We also learn for the first time that there are actually two streams. While we are not told so directly, we are to assume that both flow from the same eternal fountain just referred to. Matelda tells Dante that the stream that separates them is called Lethe . Recall that Virgil mentioned this stream in Canto 14 of the Inferno when Dante thought it was one of the four rivers of Hell. Virgil told him he would see this river in Purgatory. In classical literature (e.g., Virgil Ovid, Statius, etc.), Lethe is the river of oblivion and forgetfulness. Matelda tells Dante that this stream has the power to remove all memory of sin.

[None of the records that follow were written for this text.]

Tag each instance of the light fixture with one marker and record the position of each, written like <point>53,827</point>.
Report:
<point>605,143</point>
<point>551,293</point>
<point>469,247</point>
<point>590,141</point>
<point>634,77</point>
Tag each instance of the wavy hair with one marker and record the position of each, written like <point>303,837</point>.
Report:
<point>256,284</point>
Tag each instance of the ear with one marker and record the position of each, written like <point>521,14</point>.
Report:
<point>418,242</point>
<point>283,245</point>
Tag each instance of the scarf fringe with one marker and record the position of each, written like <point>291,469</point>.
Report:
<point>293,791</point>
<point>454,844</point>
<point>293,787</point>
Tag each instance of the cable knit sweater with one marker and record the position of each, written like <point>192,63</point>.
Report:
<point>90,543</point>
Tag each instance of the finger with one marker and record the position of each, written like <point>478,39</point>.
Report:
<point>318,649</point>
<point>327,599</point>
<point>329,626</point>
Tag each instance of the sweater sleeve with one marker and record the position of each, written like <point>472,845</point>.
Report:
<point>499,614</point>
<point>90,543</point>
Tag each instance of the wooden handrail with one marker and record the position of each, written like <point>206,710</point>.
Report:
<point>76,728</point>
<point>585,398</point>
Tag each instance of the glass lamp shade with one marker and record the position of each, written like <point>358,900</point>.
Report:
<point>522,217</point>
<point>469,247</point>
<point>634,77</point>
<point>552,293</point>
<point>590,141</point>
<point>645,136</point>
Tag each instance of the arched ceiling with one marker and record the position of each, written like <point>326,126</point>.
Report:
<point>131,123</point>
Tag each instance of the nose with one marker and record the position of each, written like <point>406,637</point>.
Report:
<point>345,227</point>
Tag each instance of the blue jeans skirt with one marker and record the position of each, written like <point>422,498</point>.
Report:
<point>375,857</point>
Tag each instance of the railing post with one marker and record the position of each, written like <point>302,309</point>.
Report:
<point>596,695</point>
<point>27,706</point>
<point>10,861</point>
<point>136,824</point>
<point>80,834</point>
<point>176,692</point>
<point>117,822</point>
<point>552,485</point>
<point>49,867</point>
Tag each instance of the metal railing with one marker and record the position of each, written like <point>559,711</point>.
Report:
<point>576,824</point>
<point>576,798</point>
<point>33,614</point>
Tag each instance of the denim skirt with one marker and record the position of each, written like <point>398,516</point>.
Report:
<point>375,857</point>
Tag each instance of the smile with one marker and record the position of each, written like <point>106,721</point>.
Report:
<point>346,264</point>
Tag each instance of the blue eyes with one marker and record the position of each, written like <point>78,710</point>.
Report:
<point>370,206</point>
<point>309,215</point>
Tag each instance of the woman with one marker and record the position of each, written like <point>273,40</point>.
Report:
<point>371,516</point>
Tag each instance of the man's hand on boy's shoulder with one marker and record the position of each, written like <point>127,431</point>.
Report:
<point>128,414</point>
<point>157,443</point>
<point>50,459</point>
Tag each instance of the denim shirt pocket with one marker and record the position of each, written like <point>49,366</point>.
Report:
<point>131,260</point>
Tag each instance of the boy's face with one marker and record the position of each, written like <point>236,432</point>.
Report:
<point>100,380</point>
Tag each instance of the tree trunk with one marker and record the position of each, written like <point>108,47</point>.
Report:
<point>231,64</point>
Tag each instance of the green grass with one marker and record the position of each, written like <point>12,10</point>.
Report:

The second stream, Eunoë, is a creation of Dante’s. It’s purpose is to restore the memory of the good deeds one has done. However, one must drink first from the Lethe. Note how drinking from each of these streams in succession will complete the process of a soul’s preparation for entrance into Paradise. Lethe and Eunoë, by the way, are Greek words: the former means “oblivion” and the latter means “well-minded.”

11. In what may be a nod to Dante’s two companions, Matelda suggests that the ancient poets who wrote of the Golden Age may have had the Earthly Paradise in mind because this is where humans were created and nourished in all innocence. As I noted earlier, Ovid in his Metamorphoses (I:107ff) wrote of the Golden Age: “At that time, Spring was everlasting, and gentle breezes with warm breath played among the flowers that sprang from the fecund ground unplanted. Then the earth brought forth her stores of grain, and the unplowed fields whitened with heavy ears of corn. Sometimes rivers of milk flowed, sometimes streams of nectar, and golden honey trickled from the great oak.” Unless its subtlety be lost on us, we should recall that just as the Earthly Paradise sits at op the Mountain of Purgatory, the Muses who inspired the classical poets resided atop another mountain sacred to Apollo: Parnassus.

By her mention of the Golden Age Matelda subtly joins scripture and classical literature. Her point is that from this place all things were touched by the sacred, the eternal. Though we lost access to the Earthly Paradise, its memory still resides deeply within us and all created things. Dorothy Sayers offers this reflection in her commentary here: “This memory belongs to Man’s nature; it is not the gift of revelation, but common to heathen and Christian alike. It follows that when we today contemptuously cal l such dreams ‘nostalgic,’ which means ‘homesick,’ we are unwittingly calling them by their right name, for they quite literally arise from Man’s longing for his true and original home.” At this point in his Comedy, Dante has brought us home, though only temporarily, for Paradise awaits him and all of us.